Out of all the platforms which appeared around the turn of the millennium, only a couple have survived to this day, including the recently listed FXalliance Inc. (FX).
One new contender to the race, traFXpure, run by brokerage Tradition, was brought into the market with the aim of trying to reducing the importance on speed in trading by recreating many elements of the trading environment that banks relied on before high-frequency took root almost 10 years ago. It is is dubbed to be the latest challenger to ICAP’s EBS, which currently holds half of a duopoly in bank-to-bank trading.
Frederic Ponzo, Managing Partner, GreySpark, raises the concern that with all these extra platforms there may not be enough volume to go around, as we saw with the equity markets around the time of the dot-com boom. He highlights how the larger players were built at the peak of platform innovations and that now much of that infrastructure is relatively unused.

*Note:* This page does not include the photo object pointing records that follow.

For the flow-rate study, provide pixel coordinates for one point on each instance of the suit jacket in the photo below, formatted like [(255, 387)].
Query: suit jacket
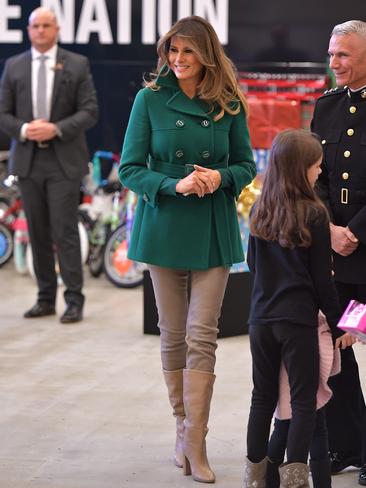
[(166, 133), (74, 109), (340, 121)]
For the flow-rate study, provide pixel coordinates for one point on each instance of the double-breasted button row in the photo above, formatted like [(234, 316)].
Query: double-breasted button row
[(180, 123)]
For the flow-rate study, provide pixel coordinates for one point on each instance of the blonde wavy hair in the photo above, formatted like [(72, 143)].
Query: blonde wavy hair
[(219, 86)]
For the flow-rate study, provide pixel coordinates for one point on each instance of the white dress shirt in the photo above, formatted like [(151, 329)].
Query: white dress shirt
[(50, 77)]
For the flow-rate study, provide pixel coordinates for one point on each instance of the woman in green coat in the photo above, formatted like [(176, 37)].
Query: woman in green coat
[(187, 155)]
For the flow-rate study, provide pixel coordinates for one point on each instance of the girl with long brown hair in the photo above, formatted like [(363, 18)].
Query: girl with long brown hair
[(289, 256)]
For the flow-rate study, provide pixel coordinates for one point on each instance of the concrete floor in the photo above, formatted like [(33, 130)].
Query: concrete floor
[(84, 405)]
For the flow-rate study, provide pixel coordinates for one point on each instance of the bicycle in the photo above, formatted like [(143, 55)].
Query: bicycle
[(121, 271)]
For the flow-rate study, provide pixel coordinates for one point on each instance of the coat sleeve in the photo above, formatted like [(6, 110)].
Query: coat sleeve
[(321, 273), (133, 170), (241, 168), (10, 124)]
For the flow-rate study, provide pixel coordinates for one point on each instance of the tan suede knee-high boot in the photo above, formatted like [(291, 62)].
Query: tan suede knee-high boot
[(255, 474), (174, 382), (294, 475), (197, 394)]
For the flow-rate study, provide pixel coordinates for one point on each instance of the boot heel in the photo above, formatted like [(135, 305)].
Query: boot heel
[(186, 466)]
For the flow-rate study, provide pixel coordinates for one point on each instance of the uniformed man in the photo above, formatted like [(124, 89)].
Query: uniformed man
[(340, 120)]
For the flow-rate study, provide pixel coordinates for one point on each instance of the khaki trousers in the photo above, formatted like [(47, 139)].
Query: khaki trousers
[(188, 322)]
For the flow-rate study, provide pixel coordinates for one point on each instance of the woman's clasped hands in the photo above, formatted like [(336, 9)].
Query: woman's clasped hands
[(200, 182)]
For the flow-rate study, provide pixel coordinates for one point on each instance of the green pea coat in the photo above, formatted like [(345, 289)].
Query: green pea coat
[(166, 134)]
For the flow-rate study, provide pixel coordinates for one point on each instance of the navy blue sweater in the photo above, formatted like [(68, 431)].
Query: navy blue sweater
[(292, 285)]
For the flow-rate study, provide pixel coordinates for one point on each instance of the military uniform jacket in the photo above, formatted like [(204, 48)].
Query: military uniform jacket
[(166, 134), (340, 121)]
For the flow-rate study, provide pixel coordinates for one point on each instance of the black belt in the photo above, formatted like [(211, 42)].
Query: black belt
[(43, 145), (179, 170), (347, 196)]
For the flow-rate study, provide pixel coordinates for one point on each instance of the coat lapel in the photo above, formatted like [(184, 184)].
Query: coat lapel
[(59, 70), (27, 76)]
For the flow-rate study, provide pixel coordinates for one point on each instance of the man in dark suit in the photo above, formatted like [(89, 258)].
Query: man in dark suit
[(47, 101), (340, 120)]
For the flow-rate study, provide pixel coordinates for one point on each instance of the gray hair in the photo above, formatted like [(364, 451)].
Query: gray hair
[(42, 10), (350, 27)]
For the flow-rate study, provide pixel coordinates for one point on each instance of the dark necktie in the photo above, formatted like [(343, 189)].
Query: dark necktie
[(42, 112)]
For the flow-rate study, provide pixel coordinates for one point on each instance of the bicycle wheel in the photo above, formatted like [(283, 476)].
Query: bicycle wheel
[(6, 244), (120, 270), (4, 205), (95, 260)]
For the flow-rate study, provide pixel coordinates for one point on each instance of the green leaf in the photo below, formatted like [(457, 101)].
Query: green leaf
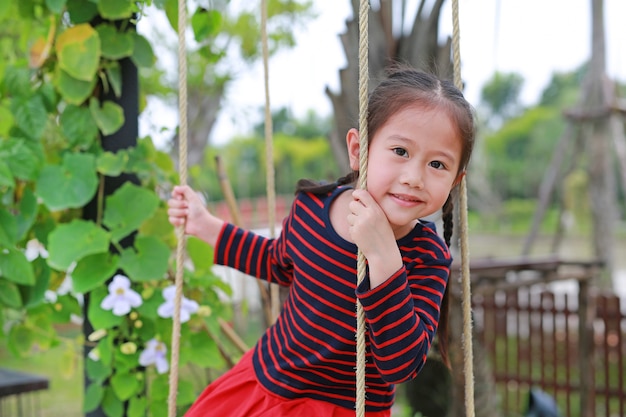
[(121, 220), (101, 319), (201, 253), (124, 385), (6, 177), (27, 213), (21, 158), (186, 394), (137, 407), (93, 397), (97, 371), (70, 185), (81, 11), (78, 126), (148, 261), (112, 164), (30, 116), (56, 6), (206, 23), (5, 6), (143, 55), (15, 267), (111, 405), (21, 338), (157, 225), (115, 44), (8, 229), (78, 50), (73, 241), (115, 9), (9, 294), (92, 271), (17, 81), (34, 295), (6, 120), (109, 117), (73, 90)]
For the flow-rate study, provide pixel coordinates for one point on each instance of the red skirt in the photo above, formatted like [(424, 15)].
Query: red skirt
[(237, 393)]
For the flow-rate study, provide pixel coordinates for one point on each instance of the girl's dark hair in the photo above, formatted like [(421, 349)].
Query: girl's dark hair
[(404, 87)]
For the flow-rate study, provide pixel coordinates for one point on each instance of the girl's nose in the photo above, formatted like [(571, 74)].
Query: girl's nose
[(414, 178)]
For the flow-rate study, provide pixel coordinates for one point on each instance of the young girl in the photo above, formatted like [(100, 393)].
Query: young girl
[(421, 132)]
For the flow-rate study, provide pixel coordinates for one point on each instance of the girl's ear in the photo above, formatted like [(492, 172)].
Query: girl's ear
[(352, 141)]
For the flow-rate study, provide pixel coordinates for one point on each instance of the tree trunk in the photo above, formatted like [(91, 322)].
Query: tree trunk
[(601, 173), (419, 47)]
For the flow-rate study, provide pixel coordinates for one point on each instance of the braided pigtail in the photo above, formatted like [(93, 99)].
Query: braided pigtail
[(444, 316), (316, 187)]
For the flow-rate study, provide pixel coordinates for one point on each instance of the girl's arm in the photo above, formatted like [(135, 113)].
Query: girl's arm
[(238, 248), (403, 313)]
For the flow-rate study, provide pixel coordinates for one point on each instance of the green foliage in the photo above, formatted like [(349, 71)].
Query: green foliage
[(53, 117), (245, 165), (517, 155)]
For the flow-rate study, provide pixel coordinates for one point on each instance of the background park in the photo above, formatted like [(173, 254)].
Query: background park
[(87, 89)]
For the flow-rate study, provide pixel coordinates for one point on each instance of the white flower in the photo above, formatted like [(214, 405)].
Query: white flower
[(187, 307), (155, 354), (35, 249), (121, 297)]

Ponzo sees that electronic trading in FX is getting very competitive, with the development of platforms and new offerings which increasingly provide specific customer segments and are becoming more niche.
The article continues to explore the various outcomes that the influx of platforms will have on the FX trading landscape, and hints that the FX market may be heading back to how things were 10 years ago, with lower volumes and far less high-frequency trading.